Arifa Akbar Wikipedia & Bio
Arifa Akbar currently does not have her own Wikipedia page. However, the author’s name will soon emerge on Wikipedia. Arifa looks to be a bit clandestine since the author hasn’t revealed any personal information online. She may provide more personal details as her career as an author progresses. She has had a few short nonfiction pieces published in anthologies. Consumed is her first novel. We do know that she has been a journalist for almost twenty years, serving as the Literary Editor of the Independent before going on to work as a news reporter and arts correspondent.
Akbar has written for the Financial Times and the Observer in the past. She is a member of the English PEN and the Orwell Foundation boards. From early 2017 until early 2019, she was Unbound’s head of content and Boundless’ launch editor. Arifa co-manages the Orwell Foundation’s annual book award and is a trustee of the organization. Arifa has acted as a judge for a number of prizes, including the 2019 Women’s Prize for Fiction and the UK Theatre prizes, as well as the 2017 Costa Biography Award.
How Old Is ‘Consumed’ Author Arifa Akbar?
Unfortunately, Arifa has not yet revealed her precise birth date to her admirers. However, based on her website photos, the author seems to be in her early thirties as of 2022. There was no information on the internet concerning her other personal characteristics, such as height, weight, blood type, and so on.
Arifa Akbar Family
Unfortunately, no information on Arifa Akbar’s parents or spouse was discovered, since the author has never mentioned them on social media.

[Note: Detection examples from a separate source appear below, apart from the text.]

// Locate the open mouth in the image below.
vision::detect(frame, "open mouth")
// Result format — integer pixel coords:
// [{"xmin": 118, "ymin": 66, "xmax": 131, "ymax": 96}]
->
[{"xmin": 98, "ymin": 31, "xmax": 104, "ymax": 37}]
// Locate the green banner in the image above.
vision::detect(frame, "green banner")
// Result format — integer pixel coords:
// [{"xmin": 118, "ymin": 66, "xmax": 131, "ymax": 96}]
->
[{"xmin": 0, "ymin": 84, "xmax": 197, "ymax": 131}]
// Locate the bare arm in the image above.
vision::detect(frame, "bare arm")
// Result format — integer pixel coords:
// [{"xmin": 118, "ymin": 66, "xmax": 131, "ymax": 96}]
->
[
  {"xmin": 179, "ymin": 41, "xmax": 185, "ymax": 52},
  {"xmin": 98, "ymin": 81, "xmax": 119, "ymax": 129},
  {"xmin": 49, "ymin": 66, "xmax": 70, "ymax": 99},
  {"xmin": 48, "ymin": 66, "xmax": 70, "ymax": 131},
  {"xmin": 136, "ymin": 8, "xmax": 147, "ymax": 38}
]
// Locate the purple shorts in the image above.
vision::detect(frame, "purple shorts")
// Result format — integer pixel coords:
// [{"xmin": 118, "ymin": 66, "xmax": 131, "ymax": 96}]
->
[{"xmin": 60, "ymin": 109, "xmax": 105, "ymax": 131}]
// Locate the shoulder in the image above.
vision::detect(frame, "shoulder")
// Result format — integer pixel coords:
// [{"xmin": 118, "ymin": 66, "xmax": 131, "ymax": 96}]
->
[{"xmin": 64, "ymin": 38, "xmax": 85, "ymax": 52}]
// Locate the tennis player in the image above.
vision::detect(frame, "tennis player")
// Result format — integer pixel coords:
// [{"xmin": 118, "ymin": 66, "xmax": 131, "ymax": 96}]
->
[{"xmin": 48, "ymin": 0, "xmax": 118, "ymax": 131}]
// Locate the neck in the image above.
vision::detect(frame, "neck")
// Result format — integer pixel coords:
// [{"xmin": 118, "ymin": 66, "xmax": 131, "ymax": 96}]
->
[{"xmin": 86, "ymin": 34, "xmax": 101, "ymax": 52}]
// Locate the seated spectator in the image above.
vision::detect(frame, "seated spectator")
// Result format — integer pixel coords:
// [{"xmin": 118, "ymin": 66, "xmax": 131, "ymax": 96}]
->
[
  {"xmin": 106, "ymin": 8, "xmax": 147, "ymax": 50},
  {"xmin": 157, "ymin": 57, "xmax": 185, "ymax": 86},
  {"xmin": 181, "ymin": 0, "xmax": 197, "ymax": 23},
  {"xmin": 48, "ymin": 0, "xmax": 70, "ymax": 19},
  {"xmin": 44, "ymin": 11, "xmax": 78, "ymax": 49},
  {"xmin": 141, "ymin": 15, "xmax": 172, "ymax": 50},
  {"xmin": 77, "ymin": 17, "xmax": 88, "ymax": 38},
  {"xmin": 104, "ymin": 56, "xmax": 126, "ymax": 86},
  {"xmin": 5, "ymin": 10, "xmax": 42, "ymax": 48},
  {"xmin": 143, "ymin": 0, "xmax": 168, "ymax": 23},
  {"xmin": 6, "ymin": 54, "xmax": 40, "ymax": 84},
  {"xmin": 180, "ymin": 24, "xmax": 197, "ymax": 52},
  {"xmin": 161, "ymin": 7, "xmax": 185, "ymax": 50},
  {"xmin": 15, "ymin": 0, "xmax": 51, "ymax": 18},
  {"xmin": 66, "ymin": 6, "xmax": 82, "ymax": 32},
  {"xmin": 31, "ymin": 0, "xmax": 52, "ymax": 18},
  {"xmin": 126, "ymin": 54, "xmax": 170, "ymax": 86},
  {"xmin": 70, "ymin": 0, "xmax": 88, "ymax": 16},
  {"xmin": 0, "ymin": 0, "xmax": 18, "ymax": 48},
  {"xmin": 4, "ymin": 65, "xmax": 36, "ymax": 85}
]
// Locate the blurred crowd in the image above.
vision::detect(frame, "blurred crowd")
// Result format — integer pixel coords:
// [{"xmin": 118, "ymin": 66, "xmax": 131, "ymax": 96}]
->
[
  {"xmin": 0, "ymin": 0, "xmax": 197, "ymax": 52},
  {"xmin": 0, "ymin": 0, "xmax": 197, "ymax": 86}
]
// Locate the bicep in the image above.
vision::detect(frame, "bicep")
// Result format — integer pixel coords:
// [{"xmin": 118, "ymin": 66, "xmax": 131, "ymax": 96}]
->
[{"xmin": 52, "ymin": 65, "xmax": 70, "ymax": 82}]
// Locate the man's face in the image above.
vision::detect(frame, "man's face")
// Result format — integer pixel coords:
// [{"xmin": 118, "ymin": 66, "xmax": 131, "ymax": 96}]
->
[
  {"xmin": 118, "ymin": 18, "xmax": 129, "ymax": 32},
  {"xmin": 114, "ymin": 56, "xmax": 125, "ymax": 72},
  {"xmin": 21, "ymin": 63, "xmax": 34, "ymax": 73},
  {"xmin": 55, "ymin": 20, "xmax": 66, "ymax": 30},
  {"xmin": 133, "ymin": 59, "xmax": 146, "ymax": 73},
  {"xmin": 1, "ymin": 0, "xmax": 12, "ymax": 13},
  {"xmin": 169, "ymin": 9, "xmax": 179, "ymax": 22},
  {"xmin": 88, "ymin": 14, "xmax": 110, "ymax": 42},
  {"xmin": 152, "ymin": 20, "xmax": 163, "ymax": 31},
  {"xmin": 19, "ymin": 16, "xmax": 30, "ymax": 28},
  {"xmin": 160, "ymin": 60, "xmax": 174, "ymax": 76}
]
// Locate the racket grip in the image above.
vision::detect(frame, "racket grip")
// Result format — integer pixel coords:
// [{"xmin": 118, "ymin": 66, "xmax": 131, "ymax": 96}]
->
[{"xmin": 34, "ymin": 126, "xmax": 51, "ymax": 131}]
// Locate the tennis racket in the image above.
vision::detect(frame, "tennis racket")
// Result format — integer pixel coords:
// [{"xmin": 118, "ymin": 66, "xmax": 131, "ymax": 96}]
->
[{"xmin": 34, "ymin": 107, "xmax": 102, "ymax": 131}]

Arifa did, however, have a sister called Fauzia, and her memoir “Consumed” is about her. Fauzia Akbar, Arifa Akbar’s sister, died abruptly in 2016, leaving Arifa and her family in shock. She had no idea her sister had TB until the day of the occurrence. In her immensely heartbreaking book Consumed, she goes into much more detail than only Fauzia’s sickness and death.

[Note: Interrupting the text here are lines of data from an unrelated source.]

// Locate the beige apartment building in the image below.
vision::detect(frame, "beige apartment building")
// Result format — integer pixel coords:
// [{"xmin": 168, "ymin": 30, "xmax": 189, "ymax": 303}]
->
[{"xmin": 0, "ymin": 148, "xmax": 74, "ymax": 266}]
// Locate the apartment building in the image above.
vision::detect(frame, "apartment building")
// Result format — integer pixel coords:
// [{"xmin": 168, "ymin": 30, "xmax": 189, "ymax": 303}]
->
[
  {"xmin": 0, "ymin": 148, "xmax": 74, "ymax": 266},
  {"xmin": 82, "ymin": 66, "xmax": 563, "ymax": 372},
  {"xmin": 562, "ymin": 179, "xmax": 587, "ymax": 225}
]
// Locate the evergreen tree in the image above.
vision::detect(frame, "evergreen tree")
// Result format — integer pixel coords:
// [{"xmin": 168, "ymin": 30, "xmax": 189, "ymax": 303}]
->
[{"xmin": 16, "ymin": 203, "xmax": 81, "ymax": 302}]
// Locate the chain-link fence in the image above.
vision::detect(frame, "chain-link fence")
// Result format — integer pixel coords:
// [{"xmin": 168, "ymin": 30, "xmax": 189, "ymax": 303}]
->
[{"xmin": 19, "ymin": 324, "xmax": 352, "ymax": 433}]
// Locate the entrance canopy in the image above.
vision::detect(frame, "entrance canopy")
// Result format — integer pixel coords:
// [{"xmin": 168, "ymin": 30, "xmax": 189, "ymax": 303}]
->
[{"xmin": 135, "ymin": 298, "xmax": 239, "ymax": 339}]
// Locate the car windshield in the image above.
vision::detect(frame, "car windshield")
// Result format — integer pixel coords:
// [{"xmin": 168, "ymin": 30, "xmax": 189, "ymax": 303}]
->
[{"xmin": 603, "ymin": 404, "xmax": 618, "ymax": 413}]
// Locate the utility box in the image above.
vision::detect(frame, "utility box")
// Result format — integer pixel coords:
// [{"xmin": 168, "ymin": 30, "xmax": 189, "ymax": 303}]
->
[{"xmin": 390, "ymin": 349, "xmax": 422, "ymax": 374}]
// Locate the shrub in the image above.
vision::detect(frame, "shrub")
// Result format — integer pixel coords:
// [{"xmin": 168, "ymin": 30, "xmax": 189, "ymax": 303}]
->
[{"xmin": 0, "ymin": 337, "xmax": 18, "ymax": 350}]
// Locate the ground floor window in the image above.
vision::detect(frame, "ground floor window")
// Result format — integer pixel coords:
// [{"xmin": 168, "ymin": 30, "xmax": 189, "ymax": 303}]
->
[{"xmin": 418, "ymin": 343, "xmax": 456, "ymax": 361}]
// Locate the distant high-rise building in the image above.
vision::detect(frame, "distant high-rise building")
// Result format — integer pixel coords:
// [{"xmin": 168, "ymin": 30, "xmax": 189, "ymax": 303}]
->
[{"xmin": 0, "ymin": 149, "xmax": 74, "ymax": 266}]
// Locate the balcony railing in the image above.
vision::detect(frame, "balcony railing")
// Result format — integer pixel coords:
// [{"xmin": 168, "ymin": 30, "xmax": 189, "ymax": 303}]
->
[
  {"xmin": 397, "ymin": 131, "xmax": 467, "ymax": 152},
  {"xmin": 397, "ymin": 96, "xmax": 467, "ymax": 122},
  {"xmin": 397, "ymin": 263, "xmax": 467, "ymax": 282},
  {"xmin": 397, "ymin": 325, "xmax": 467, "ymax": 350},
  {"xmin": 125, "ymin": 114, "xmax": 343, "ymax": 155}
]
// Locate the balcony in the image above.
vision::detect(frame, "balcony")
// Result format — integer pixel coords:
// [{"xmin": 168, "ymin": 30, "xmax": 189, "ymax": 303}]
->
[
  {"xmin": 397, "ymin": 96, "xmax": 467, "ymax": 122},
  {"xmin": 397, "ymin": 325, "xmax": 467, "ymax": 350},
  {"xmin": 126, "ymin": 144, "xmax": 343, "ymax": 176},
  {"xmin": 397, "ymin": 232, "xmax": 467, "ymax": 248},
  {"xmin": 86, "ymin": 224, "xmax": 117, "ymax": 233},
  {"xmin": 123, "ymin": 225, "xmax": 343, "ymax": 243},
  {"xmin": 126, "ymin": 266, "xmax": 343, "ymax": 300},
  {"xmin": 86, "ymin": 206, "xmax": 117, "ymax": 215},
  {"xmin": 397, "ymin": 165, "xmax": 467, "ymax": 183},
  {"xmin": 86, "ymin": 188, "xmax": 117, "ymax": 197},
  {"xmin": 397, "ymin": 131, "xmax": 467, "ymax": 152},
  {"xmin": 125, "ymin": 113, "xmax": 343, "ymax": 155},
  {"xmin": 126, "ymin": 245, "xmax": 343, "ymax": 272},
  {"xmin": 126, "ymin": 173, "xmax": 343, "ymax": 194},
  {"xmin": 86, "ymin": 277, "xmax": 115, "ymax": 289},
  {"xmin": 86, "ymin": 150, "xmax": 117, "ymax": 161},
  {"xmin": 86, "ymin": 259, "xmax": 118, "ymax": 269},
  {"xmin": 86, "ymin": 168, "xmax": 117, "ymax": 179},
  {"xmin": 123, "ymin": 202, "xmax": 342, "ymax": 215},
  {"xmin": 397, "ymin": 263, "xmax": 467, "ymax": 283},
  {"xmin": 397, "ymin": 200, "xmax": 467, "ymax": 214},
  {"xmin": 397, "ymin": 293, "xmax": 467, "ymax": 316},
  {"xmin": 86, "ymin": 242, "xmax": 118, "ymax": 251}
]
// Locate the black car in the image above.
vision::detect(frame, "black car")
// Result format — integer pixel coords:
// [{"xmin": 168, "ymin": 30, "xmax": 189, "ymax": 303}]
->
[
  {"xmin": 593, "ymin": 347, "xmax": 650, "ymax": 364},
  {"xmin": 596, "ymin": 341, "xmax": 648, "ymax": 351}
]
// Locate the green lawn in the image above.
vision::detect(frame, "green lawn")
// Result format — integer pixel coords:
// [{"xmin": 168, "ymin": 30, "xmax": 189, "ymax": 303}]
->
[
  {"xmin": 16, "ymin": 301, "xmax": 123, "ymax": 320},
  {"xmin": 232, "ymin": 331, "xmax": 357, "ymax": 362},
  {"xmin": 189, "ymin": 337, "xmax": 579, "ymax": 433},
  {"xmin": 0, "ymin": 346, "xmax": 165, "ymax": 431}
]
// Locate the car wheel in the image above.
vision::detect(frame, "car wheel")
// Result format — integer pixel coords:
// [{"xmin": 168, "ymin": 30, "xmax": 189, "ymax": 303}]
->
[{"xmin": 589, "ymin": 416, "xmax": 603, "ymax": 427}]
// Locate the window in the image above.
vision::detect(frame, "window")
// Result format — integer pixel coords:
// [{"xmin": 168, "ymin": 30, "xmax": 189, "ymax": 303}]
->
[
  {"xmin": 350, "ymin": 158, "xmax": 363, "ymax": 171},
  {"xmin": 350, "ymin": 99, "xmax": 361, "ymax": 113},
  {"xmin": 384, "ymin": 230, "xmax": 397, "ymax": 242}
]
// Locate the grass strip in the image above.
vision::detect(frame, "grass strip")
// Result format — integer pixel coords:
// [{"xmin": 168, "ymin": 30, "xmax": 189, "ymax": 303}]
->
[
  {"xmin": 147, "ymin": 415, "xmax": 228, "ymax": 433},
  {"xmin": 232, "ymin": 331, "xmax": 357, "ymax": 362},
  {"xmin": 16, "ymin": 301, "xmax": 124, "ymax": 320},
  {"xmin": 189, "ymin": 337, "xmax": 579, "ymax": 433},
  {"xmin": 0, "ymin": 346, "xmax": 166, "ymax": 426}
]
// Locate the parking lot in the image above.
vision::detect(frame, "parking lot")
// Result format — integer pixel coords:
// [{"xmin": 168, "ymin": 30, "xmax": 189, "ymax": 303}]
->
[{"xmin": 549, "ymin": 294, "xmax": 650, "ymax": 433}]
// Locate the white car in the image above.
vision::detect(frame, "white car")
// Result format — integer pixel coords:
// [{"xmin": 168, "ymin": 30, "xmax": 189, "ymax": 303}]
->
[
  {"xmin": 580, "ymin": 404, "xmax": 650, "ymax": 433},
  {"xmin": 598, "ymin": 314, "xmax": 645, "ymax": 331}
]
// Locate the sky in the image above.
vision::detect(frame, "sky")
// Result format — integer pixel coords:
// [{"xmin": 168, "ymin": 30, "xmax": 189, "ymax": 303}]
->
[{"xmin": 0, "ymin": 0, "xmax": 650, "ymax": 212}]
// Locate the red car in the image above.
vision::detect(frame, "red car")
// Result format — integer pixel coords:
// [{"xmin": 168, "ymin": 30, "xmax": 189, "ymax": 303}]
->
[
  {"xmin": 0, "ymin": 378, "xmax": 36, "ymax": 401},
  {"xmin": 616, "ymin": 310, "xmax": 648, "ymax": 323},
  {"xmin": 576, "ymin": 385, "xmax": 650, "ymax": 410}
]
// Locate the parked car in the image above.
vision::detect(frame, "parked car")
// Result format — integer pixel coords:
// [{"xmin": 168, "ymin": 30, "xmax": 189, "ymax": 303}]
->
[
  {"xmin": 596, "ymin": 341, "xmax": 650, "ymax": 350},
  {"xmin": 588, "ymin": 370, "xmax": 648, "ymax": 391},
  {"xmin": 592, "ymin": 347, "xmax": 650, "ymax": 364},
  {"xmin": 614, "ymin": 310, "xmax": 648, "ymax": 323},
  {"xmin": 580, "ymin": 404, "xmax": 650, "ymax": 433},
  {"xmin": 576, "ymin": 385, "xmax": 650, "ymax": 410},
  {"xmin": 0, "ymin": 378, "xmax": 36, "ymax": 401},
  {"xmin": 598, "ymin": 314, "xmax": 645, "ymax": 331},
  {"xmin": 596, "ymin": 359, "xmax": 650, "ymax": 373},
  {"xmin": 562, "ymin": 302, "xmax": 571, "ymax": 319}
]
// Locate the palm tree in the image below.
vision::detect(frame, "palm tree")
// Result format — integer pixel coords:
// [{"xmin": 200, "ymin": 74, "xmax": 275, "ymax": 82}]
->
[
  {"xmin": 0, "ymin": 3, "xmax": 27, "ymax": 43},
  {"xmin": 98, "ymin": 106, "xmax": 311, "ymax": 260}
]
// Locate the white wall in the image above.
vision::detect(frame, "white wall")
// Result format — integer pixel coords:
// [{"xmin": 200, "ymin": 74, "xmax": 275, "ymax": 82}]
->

Arifa and Fauzia’s broken childhoods in London and Lahore fostered resentments that culminated in a strained relationship between the sisters. Consumed is a brilliantly written assessment of the anguish caused by a sudden loss in the family, as well as the author’s achingly honest confrontation with a sister she found difficult to comprehend. It’s a narrative that takes Akbar to Pakistan to meet her grandparents and to Rome to witness the places Fauzia’s favorite poet, John Keats, and her sister both visited.

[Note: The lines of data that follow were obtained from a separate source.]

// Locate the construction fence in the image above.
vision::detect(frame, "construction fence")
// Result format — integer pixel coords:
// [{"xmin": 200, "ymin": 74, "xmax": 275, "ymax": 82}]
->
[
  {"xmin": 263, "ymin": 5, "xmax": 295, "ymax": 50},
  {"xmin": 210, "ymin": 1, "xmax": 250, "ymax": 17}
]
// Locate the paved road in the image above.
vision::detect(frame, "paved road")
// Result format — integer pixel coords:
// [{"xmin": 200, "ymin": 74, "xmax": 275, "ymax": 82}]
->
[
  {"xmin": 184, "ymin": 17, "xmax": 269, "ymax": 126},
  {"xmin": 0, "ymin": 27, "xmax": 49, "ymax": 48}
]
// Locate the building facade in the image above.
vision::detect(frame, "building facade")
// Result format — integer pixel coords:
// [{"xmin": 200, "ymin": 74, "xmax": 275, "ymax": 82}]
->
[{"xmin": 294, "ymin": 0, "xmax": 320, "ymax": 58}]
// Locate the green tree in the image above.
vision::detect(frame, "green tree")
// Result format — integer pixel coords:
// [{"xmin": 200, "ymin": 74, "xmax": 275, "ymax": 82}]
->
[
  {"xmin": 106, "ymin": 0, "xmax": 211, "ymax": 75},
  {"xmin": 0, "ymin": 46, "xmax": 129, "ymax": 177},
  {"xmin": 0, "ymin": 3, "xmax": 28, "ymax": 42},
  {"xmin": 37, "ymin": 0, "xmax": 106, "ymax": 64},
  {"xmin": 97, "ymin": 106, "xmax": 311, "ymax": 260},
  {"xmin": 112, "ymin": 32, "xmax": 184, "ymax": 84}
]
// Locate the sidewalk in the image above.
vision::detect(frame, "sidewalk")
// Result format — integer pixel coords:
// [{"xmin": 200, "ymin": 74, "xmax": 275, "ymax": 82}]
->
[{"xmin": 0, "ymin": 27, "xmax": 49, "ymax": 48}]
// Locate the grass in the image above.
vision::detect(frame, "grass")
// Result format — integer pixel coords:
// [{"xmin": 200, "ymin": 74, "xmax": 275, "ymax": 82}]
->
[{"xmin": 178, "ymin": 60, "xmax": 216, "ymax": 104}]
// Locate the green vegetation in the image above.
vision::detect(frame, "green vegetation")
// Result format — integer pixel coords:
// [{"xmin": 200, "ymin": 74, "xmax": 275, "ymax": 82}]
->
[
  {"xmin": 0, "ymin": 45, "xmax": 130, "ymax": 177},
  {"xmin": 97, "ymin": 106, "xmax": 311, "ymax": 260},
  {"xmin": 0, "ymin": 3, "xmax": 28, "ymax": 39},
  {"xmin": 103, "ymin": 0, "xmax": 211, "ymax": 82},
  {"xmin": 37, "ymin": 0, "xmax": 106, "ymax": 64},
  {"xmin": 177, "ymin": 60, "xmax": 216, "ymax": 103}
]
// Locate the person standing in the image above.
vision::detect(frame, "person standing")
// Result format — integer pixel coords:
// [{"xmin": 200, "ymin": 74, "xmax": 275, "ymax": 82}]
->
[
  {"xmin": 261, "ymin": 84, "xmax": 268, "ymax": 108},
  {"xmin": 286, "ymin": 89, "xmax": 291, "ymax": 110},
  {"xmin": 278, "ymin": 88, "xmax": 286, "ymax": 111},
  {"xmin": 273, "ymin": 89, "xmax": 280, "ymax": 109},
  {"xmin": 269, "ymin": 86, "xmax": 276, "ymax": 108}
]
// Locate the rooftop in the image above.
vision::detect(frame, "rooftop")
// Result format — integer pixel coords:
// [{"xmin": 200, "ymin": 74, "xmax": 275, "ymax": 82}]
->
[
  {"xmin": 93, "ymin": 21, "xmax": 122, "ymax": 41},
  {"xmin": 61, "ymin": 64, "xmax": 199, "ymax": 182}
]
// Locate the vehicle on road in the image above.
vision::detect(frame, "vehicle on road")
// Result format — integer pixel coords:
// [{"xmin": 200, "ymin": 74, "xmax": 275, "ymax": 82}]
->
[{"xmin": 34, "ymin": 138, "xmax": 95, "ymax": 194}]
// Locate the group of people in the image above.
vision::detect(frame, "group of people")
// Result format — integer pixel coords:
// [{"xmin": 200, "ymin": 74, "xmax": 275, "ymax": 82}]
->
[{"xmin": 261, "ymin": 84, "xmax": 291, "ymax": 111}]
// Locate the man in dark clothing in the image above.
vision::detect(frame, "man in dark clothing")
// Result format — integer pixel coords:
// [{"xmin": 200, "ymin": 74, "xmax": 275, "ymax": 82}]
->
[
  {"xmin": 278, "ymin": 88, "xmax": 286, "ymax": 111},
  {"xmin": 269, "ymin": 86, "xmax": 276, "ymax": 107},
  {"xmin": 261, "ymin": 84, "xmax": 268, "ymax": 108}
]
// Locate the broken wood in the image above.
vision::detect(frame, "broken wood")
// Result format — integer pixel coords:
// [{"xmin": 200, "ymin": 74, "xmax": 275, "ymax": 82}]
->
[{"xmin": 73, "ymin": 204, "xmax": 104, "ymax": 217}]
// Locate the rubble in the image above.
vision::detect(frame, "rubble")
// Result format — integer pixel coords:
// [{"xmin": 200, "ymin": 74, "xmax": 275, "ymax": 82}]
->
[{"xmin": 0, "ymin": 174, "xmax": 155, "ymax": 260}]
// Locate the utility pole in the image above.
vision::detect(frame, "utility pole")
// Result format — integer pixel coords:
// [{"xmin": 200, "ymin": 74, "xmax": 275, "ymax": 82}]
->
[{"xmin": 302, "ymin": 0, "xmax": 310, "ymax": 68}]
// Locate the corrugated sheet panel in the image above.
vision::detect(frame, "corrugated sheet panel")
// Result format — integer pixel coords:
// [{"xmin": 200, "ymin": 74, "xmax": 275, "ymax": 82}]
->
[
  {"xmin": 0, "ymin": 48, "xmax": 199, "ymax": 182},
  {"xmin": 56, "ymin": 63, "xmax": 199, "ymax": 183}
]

Arifa discusses her hard-won insights on her relationship with Fauzia with Journalist Alex Peake-Tomkinson in this event, which will be live-streamed during the 2021 Edinburgh International Book Festival. She rebuilds her notion of a sister she has fought to know throughout her childhood via these excursions.
Arifa Akbar Ethnicity
Arifa follows Islam since her grandparents are originally from Pakistan. However, there was no more information regarding his faith available online. The author also seems to be a bit tight-lipped about her personal details, since she hasn’t stated her ethnicity elsewhere on the internet.